Here's What Experts Think About Using Aloe Vera When TTC

by Elizabeth Helen Spencer
Originally Published: 

My grandmother had an aloe vera plant in her house at the beach. Whenever a sunburn appeared, she would snip off the tip of a leaf and rub the gooey stuff on our red skin. It's hard to say which was ultimately more soothing — the aloe vera gel or a grandmother's touch — but nevertheless, I've always considered the aloe vera plant to be a magical species, and I'm not the only one. But can aloe vera help you get pregnant? Aloe vera plants are used topically and orally to treat a variety of conditions from skin problems to diabetes and constipation, so it makes sense to wonder. But what do experts say? Are the pregnancy forums true?

Romper spoke with Dr. Alan B. Copperman, Director of the Division of Reproductive Endocrinology and Infertility, as well as the Vice-Chairman of the Department of Obstetrics, Gynecology, and Reproductive Science at Mount Sinai Medical Center in New York to find out. He explains that "aloe vera's use can be traced back 6,000 years to early Egypt." So people have believed this plant to be a balm of one kind or another since ancient times. However, "while aloe can be found in many consumer products, including lotions and sunburn treatment, scientific proof of its effectiveness has been questioned," Copperman says.

He understands why aloe vera might be linked to fertility. "Interestingly, the leaves from the aloe vera plant contain phytoestrogens, compounds that can mimic the effects of estrogen." But in the end, "the amount of aloe that reaches the ovaries or uterus is unlikely to impact reproductive function." According to Copperman, "the bottom line is that there is no real evidence that aloe either assists or hinders fertility in humans."

This is also true if you're using or considering using aloe vera as a lubricant. 100 percent aloe is already known as a gentle, natural lube, according to a Bustle article, and aloe also commonly appears as one of many ingredients in personal lubricants you buy at the store. However, Copperman explains, "Some lubricants can have an aloe vera base, but that doesn’t necessarily make them 'sperm-friendly.'"

So are there specific lubricants that would make a difference in your chances of conceiving? Romper asks Copperman, who recommends looking for lube options that won't be toxic to sperm. Natural lubes in this category include "egg whites and baby oil," says Copperman, and he mentions Pre-Seed as a commercial option. Of course, when you choose a personal lubricant, you want to take your own skin sensitivity into account. It's also important to note that the best lubricant for your trying to conceive (TTC) days won't necessarily be your first choice when it's back to business as usual. For example, "latex condoms rapidly lose strength if exposed to oil-based lubricants," reported the World Health Organization.

Commercial fertility lubricants such as Pre-Seed claim to work by mimicking your fertile cervical mucus, thus enhancing a supportive environment for sperm and helping them reach the egg. While there's no concrete evidence that these lubes will actually increase your chances of baby-making, according to The Bump, they won't hurt your chances either. So if you need a personal lubricant anyway for comfort, you can give yourself peace of mind by choosing one optimized for fertility.
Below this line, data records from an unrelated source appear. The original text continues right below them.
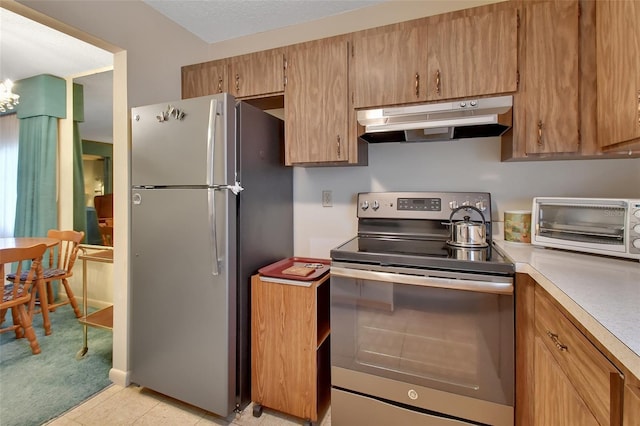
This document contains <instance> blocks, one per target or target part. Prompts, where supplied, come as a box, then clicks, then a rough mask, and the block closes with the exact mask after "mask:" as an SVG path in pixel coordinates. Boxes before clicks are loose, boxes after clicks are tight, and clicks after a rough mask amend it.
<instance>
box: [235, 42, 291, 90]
mask: <svg viewBox="0 0 640 426" xmlns="http://www.w3.org/2000/svg"><path fill="white" fill-rule="evenodd" d="M284 66H285V64H284V54H283V52H282V50H280V49H273V50H265V51H262V52H256V53H250V54H248V55H242V56H236V57H233V58H231V59H230V66H229V89H230V92H231V93H232V94H233V95H234V96H235V97H237V98H247V97H259V96H265V95H270V94H274V93H280V92H282V91H283V90H284Z"/></svg>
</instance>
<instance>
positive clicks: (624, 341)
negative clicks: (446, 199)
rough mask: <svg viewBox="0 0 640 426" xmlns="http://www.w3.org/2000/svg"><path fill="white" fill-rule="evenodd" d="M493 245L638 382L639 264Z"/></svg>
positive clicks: (519, 270)
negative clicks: (628, 369) (624, 368)
mask: <svg viewBox="0 0 640 426" xmlns="http://www.w3.org/2000/svg"><path fill="white" fill-rule="evenodd" d="M494 243H495V244H496V245H497V246H498V248H499V249H500V250H501V251H503V252H504V254H506V255H507V256H508V257H510V258H511V259H512V260H513V261H514V262H515V264H516V271H517V272H523V273H527V274H529V275H530V276H531V277H532V278H533V279H535V280H536V281H537V282H538V283H539V284H540V285H541V286H542V287H543V288H544V289H545V290H547V291H548V292H549V294H551V296H553V297H554V298H555V299H556V300H557V301H558V302H560V304H562V306H564V307H565V309H567V311H569V312H570V313H571V315H573V316H574V317H575V318H576V319H577V320H578V321H579V322H580V323H581V324H582V325H583V326H584V327H585V328H586V329H587V330H589V332H590V333H591V334H593V336H594V337H595V338H596V339H598V341H599V342H600V343H601V344H602V345H603V346H604V347H605V348H607V350H609V351H610V352H611V353H612V354H613V355H614V356H615V357H617V358H618V360H619V361H620V362H622V363H623V364H624V365H625V366H626V367H627V368H628V369H629V370H630V371H631V372H632V373H633V374H634V375H635V376H636V377H637V378H640V262H638V261H637V260H635V261H634V260H626V259H616V258H611V257H603V256H595V255H589V254H582V253H573V252H566V251H562V250H553V249H545V248H542V247H535V246H532V245H531V244H522V243H511V242H505V241H503V240H497V239H494Z"/></svg>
The journey from trying to conceive to a positive pregnancy test can be long and arduous. It's natural to want to do everything possible to improve your chances, and the Internet is always buzzing with a new tip. However, you can avoid disappointment by being realistic about fertility-boosting tricks that are backed by scientific evidence. If you are trying to get pregnant, ask your doctor for tips on optimizing your fertility. If you've been trying for a while without success, talk to your doctor about the best options for you to try next. Your OB can also help you decide if it's time to see a fertility specialist, with or without the use of aloe vera.